The outcome would have been different, Titus had to admit, at least for some battles. The Crucible in hand, he rose from Wintervale’s cot, on which they had been sitting shoulder-to-shoulder. It had been a calculated risk to bring the Crucible to school, but Wintervale had never vaulted well and Titus was not ready to divulge the location of the new entrance to the laboratory.
“Mind taking me to the loo before you go?” asked Wintervale.
Wintervale’s elemental powers had exploded in amplitude, but his bladder seemed to have decreased in size, at least when Titus was around. “Come on, then.”
Wintervale sprang up, no
t in the direction of Titus’s outstretched hand, but toward the window—and nearly took a header for his trouble. Titus barely kept him from hitting a corner of his shelves. “Careful!”
Wintervale stood with his forehead pressed against the window pane. “For a moment—for a moment I thought it was my mother.”
But all Titus saw as he looked out, besides a hawker he had never seen before this Half, was the usual street outside Mrs. Dawlish’s house.
When Iolanthe arrived at the laboratory, after lights-out, the prince was already there. Or rather, he was in the Crucible, his hand over the book, his head resting on the table.
Even seemingly asleep, he looked tense and worried. Her heart clenched—she wished she could still help him.
Then why don’t you? asked another part of her. Even if you are not the great heroine you imagined yourself to be, there is still so much to do.
But he doesn’t want my help.
He only said you are not the One. When did he say he no longer needed your help?
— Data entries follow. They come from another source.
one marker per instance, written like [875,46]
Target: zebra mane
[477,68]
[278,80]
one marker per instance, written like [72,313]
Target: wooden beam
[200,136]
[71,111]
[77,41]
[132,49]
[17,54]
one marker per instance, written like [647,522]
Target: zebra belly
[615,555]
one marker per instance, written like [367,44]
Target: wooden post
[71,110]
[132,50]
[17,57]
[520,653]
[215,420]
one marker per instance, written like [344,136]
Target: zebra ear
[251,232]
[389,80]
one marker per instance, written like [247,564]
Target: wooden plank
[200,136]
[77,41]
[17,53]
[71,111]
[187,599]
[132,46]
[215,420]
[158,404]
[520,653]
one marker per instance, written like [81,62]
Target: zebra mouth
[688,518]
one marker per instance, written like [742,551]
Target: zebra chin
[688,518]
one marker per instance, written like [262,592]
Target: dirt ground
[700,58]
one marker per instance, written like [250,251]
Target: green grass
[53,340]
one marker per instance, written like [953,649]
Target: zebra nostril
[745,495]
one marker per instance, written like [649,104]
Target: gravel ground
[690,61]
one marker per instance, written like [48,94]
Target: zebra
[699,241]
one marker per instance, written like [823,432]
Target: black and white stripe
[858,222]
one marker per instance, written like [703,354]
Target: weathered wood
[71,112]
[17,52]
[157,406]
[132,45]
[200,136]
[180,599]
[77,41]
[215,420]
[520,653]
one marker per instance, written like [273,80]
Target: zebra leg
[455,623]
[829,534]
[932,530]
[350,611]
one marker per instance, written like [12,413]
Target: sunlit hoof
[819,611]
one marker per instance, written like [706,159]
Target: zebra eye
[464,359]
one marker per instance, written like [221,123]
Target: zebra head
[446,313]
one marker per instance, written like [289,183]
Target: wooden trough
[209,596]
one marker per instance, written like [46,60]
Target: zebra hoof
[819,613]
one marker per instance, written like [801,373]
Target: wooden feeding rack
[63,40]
Next to the Crucible on the table was a pastry box with a note underneath. She pulled out the note to read.
Dalbert told me Mrs. Hinderstone’s shop also sells Frankish pastry, which are very popular with the patrons. These are from Paris. I hope you like them.
“These” were two cream puffs, a tiny fruit tart, and a mille-feuille, which consisted of alternating layers of smooth pastry cream and buttery puff pastry.
She almost pushed the box away from herself, afraid its contents would only ever taste of heartache and rejection. But somehow a piece of the fruit tart found its way into her mouth. It was delicious beyond belief—and all she could think of was the care he had always taken with her.
She laid her hand over his and kept it there for several minutes, before she started the password and the countersign to enter the Crucible.
In the reading room, Titus sat with his forehead on the cabinet-sized book before him, his eyes bleary.
“Are you all right?” came Fairfax’s voice.
He straightened. “I hate to sound like a broken clock but it is not safe for you to leave Mrs. Dawlish’s after lights-out.”